By Bob Willis and Rich Miller
Nov. 7 (Bloomberg) -- The U.S. unemployment rate rose to the highest level since 1994 as companies slashed payrolls, setting the stage for the steepest economic decline in decades and a tough start for Barack Obama's presidency.
The jobless rate rose to 6.5 percent in October from 6.1 percent the previous month, the Labor Department reported today in Washington. Employers fired 240,000 workers after a loss of 284,000 in September. Revisions to the previous month added 25,000 more to the jobless lines than previously reported.
The surge in unemployment, coupled with other signs the economy nosedived last month, puts pressure on Obama to quickly name his economic team and spell out his planned remedies. It may also spur congressional Democrats to enact in coming weeks a second fiscal stimulus package.
``The economy has entered the very deep portion of the recession and should remain there over the coming six to nine months,'' said John Herrmann, president of Herrmann Forecasting LLC in Summit, New Jersey. ``These numbers imply a stimulus package of closer to $500 billion, ranging over the remainder of this year and through 2009.''
25-Year High
The total number of unemployed Americans jumped to 10.08 million last month, the highest level in a quarter-century, today's report showed.

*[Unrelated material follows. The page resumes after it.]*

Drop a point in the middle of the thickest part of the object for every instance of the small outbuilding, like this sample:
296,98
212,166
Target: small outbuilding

Economists had anticipated a 200,000 drop in payrolls after a previously estimated 159,000 decline in September, according to the median of 78 estimates in a Bloomberg News survey. The median forecast for the unemployment rate was 6.3 percent.
``We're heading for a deep recession,'' said Nariman Behravesh, chief economist at IHS Global Insight in Lexington, Massachusetts. ``Banish the word mild from your vocabulary. It's big, it's bad and it's broad-based.''
Stocks today recouped some of their losses from the past two days, when benchmark indexes plunged the most since 1987. The Standard & Poor's 500 Stock Index was up 1.2 percent at 915.85 at 11:37 a.m. in New York. Ten-year Treasury note yields rose to 3.76 percent from 3.69 percent late yesterday.
``The evidence is more than compelling'' that a recession is under way, Robert Hall, who heads the National Bureau of Economic Research's panel that dates economic cycles, said in an interview following the jobs report. ``It's conclusive, in my personal opinion.'' Hall is an economics professor at Stanford University.